Pemain-pemain digital, seperti Facebook, Amazon, Google, Uber, atau WhatsApp menikmati skala ekonomi yang luar biasa besar karena karakteristik layanan digital yang by default memang scalable. Untuk membangun sebuah aplikasi digital, seperti Facebook atau WhatsApp memang dibutuhkan investasi sangat besar. Namun begitu aplikasi tersebut jadi, maka biaya pemakaian untuk seribu, sejuta, bahkan semiliar pengguna dibutuhkan biaya yang praktis nol.
Addressable Market
Faktor kedua adalah market size. Bisnis Anda tak akan bisa besar jika market size dari industri yang Anda masuki kecil. Karena itu, agar bisa scaling-up, Anda harus memastikan bahwa total potensi market size yang bisa diambil (sering disebut Total Addressable Market/TAM) harus sangat besar. Terkait dengan kejelian melihat TAM ini kita harus banyak belajar dari para pemain disruptor, seperti Uber, Airbnb, WhatsApp, Go-Jek, atau Tesla.

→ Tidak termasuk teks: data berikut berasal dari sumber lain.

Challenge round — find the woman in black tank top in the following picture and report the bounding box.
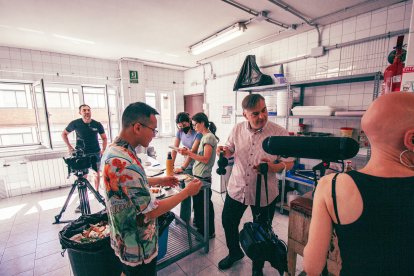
[303,93,414,276]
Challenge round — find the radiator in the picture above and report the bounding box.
[27,158,72,192]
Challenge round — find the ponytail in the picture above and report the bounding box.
[208,122,219,142]
[192,112,219,141]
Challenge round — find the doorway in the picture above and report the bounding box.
[184,93,204,117]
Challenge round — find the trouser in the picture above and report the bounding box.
[179,168,193,222]
[121,257,157,276]
[222,193,277,270]
[192,177,215,235]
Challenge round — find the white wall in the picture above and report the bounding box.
[0,48,185,196]
[0,47,119,85]
[184,2,413,187]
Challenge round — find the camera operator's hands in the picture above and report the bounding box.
[183,178,202,197]
[253,158,272,174]
[254,158,287,174]
[216,146,232,158]
[158,176,179,188]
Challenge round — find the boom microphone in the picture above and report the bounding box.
[262,136,360,161]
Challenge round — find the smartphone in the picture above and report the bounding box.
[168,145,180,151]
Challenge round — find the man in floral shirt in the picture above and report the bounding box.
[102,102,202,275]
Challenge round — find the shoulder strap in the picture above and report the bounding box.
[331,173,341,225]
[264,168,268,204]
[256,172,261,207]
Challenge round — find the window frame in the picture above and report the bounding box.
[145,88,176,137]
[0,79,120,151]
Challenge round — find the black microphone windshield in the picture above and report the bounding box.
[262,136,360,161]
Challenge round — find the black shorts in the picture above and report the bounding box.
[86,152,101,171]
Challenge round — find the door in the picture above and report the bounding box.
[184,93,204,116]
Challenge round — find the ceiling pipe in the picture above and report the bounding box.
[268,0,321,46]
[310,0,384,24]
[194,29,288,66]
[221,0,290,29]
[192,28,409,78]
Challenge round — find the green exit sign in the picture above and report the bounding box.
[129,70,139,83]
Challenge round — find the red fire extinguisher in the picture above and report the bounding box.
[383,35,405,94]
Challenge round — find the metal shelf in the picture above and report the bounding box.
[237,83,288,92]
[286,176,315,188]
[290,72,383,87]
[290,115,362,120]
[156,218,204,270]
[236,114,287,118]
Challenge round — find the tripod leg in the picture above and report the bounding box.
[54,182,78,224]
[85,179,106,207]
[78,179,91,215]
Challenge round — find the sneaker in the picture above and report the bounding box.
[218,252,245,270]
[75,205,81,213]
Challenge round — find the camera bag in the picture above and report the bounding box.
[239,163,288,275]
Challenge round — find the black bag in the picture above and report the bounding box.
[239,163,288,275]
[59,210,110,251]
[233,55,273,91]
[158,211,175,237]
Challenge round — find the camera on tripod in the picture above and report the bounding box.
[55,148,105,224]
[63,148,98,176]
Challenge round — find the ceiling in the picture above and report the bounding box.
[0,0,407,69]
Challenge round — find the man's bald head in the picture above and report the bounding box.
[361,93,414,150]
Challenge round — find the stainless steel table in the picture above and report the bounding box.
[156,180,211,270]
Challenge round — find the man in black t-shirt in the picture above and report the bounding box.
[62,104,107,193]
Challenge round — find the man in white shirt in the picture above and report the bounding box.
[217,94,293,276]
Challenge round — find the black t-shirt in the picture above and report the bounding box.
[65,118,105,154]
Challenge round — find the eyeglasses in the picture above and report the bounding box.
[136,122,159,135]
[191,122,199,128]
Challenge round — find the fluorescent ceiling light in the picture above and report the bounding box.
[53,34,95,45]
[190,22,246,55]
[17,27,44,34]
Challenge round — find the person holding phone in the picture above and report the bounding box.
[179,112,218,239]
[171,112,202,224]
[171,112,202,174]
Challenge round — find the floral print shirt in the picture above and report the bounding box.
[101,138,159,266]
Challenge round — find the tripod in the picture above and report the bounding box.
[54,168,106,224]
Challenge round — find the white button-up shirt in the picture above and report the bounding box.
[225,121,290,207]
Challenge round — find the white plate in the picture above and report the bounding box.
[150,188,165,199]
[175,174,191,181]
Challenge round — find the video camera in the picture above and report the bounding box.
[63,148,98,176]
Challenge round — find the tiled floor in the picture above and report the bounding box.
[0,187,303,275]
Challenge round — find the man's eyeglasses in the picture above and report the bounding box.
[135,122,158,135]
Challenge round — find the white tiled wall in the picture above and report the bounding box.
[0,49,185,196]
[184,2,412,173]
[0,47,119,85]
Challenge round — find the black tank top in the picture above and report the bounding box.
[332,170,414,276]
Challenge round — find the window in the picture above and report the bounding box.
[145,89,175,136]
[43,84,81,147]
[0,83,39,147]
[0,80,120,149]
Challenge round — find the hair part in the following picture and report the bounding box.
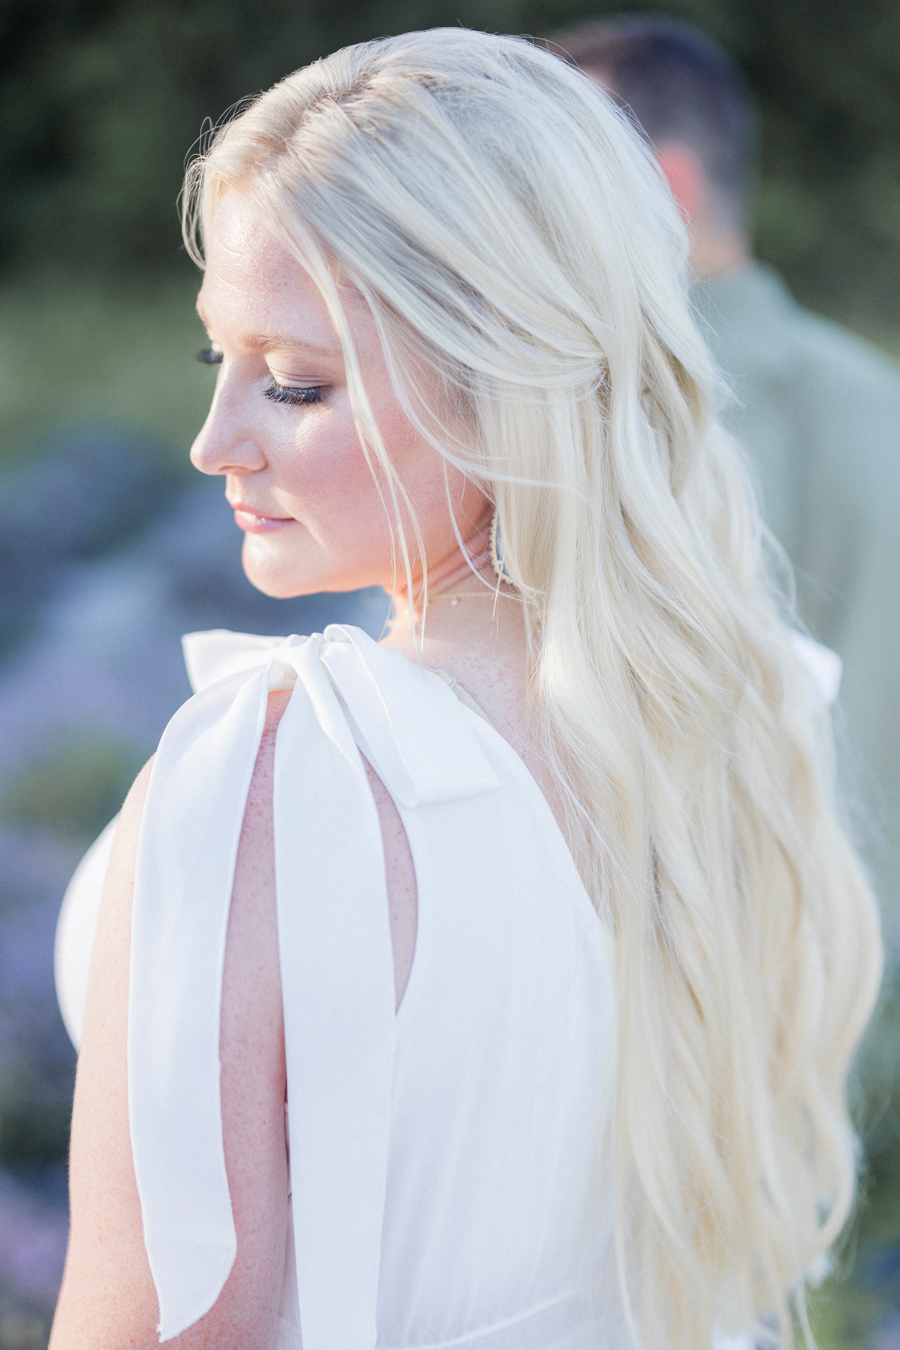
[546,13,758,233]
[183,29,880,1348]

Kita tahu perusahaan- perusahaan startup ini mampu scaling-up begitu cepat (sering disebut ”growth-hack companies”) dengan memanfaatkan TAM yang begitu besar. Ambil contoh Uber. Untuk bisa scaling-up secara super cepat, Uber melihat pasarnya tak melulu existing market, yaitu pasar layanan taksi. Kalau pasar yang ditarget sebatas layanan taksi, maka volumenya kecil.
Itu pun harus berantem dengan incumbent operator taksi yang telah mapan. Namun, kalau pasar yang ditarget Uber juga termasuk seluruh pemilik mobil (kemudian beralih ke Uber karena berbagai kemudahan dan affordability yang ditawarkan Uber), maka pasarnya akan sangat besar. Inilah yang disebut TAM.
Ambil contoh lain Whats-App. TAM yang diambil WhatsApp adalah gabungan dari layanan SMS, voice, pengiriman dokumen, layanan komunikasi video, hingga payment. Go-Jek akhir-akhir ini juga meluaskan TAM-nya dengan masuk ke layanan payment dengan Go-Pay. Itu sebabnya, WhatsApp dan Go-Jek mampu melakukan scaling-up sangat cepat karena memang potensi market size yang diambilnya sangat besar.
Raksasa digital, seperti Facebook, Google, Amazon Uber, Go-Jek atau WhatsApp awalnya adalah UKM. Dengan kemampuan scaling-up yang luar biasa, mereka bertumbuh menjadi raksasa dalam waktu singkat.
Kalau Anda adalah pelaku bisnis UKM, setelah membaca kolom ini harusnya Anda mulai ”malu” kalau terus menerus mendapat julukan pebisnis UKM. Seperti halnya raksasa-raksasa digital tersebut, Anda harus mulai bisa berkata: ”goodbye UKM”. Caranya, lakukan scaling-up.